La deuxième partie est consacrée aux statues mises au sol. Longtemps, les chercheurs ont cru que la descente des statues des autels était liée à des guerres de clan. Nicolas Cauwe remet là aussi cette thèse en question suite à ses travaux archéologiques et d'analyse des statues. Pour lui, les cassures sont trop nettes et claires pour avoir été causées par des démolitions. Il défend l'idée que ces statues ont été mises au sol de façon ordonnée, là aussi, suite à l'évolution des croyances de la société des habitants de l'île.

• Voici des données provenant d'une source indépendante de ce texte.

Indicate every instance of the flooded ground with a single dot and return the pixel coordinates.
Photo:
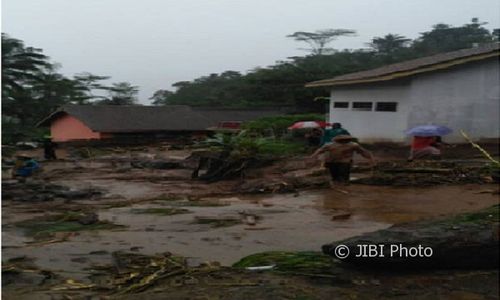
(165, 211)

C'est d'ailleurs ce à quoi il consacre sa troisième partie : pourquoi les habitants ont-ils fermé la carrière et mis à terre les statues. La disparition de la forêt ou des changements climatiques ont longtemps été avancés comme explications. Nicolas Cauwe évoque lui une évolution des croyances des habitants, un changement de Dieux qui aurait eu des conséquences sur toute la société de l'île.

A travers cet ouvrage souvent passionnant, parfois un peu difficile pour un novice dans sa deuxième partie, Nicolas Cauwe plaide pour une nouvelle histoire de l'île de Pâques. Avec les nombreuses photos illustrant ses thèses et les panoramas des paysages de l'île, il rend cet essai à la fois accessible et agréable à découvrir.

Yohan

Extrait :

Tout du passé est donc à construire. Aussi, convient-il de s'appuyer d'abord sur l'archéologie. Pourtant, cette discipline n'a pas toujours eu pleinement son mot à dire à Rapa Nui. Les premières fouilles scientifiques ne furent réalisées qu'au début du XXe siècle (1914), grâce aux efforts de Katherine Routledge, une anthropologue britannique. Les quelques sondages alors creusés restèrent longtemps sans lendemain. Il fallut attendre quarante ans de plus (1955-1956) pour assister au lancement d'un véritable programme archéologique, sous la houlette du célèbre explorateur norvégien Thor Heyerdahl, celui-là même qui traversa le Pacifique en 1947 sur le Kon Tiki. A sa suite, l'archéologue étasunien William Mulloy poursuivit des travaux et entama les premières restaurations de monuments. Depuis les années 1970-1980, les recherches de terrain se sont, enfin, quelque peu multipliées. Désormais, les archives du sol s'accumulent, mais elles offrent un éclairage inattendu sur l'histoire des Rapanui.